Trump arrives in China for a high-stakes summit in which the giant shadow of war looms

Trump arrives in China for a high-stakes summit in which the giant shadow of war looms

ANALYSIS || The Trump administration wanted to paint the trip to Beijing with gold, but the war in Iran has complicated everything, and it is unlikely that the American president will be able to achieve the dividends he seeks. Analysts are keeping expectations low for now, but will keep an eye on everything that will – and won’t – be said

It is the seventh time that Donald Trump has met with Xi Jinping in the last decade, but only the second since the beginning of his second presidential term, in January 2025. At the end of October of that year, the American president met with his Chinese counterpart on the sidelines of the APEC summit, in South Korea, to discuss a truce in the global tariff war that Trump had inaugurated months before – which, in the case of China, involved duties of 145% on products exported by the country to the USA, leading Beijing to promise retaliatory tariffs of 125% on North American imports.

It was a short trade war that was suspended precisely at this meeting for a period of one year, a pause that should end in October this year if the two leaders do not reach a new understanding.
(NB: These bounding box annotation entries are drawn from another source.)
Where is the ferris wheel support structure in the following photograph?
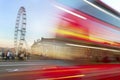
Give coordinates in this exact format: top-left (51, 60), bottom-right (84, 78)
top-left (14, 7), bottom-right (26, 54)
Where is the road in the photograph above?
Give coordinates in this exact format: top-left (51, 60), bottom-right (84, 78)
top-left (0, 60), bottom-right (73, 80)
top-left (0, 60), bottom-right (72, 73)
top-left (0, 60), bottom-right (120, 80)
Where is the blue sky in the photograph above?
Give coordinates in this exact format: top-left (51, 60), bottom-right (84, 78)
top-left (0, 0), bottom-right (57, 47)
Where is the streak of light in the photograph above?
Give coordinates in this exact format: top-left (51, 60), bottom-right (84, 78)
top-left (66, 43), bottom-right (120, 52)
top-left (83, 0), bottom-right (120, 20)
top-left (37, 74), bottom-right (85, 80)
top-left (55, 5), bottom-right (87, 20)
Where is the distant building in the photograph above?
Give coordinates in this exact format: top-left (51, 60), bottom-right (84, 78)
top-left (31, 38), bottom-right (119, 62)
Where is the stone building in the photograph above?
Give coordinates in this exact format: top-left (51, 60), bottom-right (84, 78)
top-left (31, 38), bottom-right (120, 61)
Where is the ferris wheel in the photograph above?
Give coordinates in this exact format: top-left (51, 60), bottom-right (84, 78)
top-left (14, 7), bottom-right (26, 54)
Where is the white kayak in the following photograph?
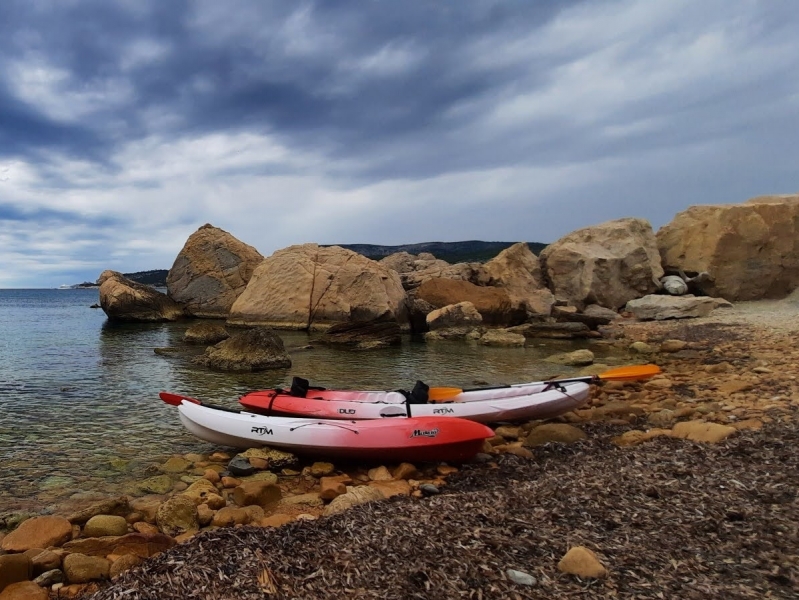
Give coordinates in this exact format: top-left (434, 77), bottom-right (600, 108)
top-left (239, 382), bottom-right (590, 423)
top-left (160, 392), bottom-right (494, 461)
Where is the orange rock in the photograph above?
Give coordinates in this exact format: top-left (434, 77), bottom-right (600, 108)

It was also a first demonstration of how the Americans’ arch-rival had tricks up its sleeve to force a concession from the Trump administration, in this case the rare minerals on which the US technology industry depends so much.

The issue of the pending trade war will be one of the inescapable topics of the summit that will take place this Thursday, in the context of Trump’s first official visit to China in this second term, after a first in 2017 – and one that the American leader hopes will be reciprocated with a trip by Xi to Washington DC later this year. The issue of the suspended trade war will be one of the topics to be addressed, but it is far from being the only one – especially because the same war in Iran that led Trump to postpone this trip to May continues with no end in sight, making life difficult for the American president in his quest to project an image of undeniable strength and power.

“It’s remarkable that President Trump is willing to go to China under these circumstances,” said earlier this week , president of The Asia Group who was Joe Biden’s adviser on China affairs — “but I also have to say that it is deeply unusual that China is willing to host him.”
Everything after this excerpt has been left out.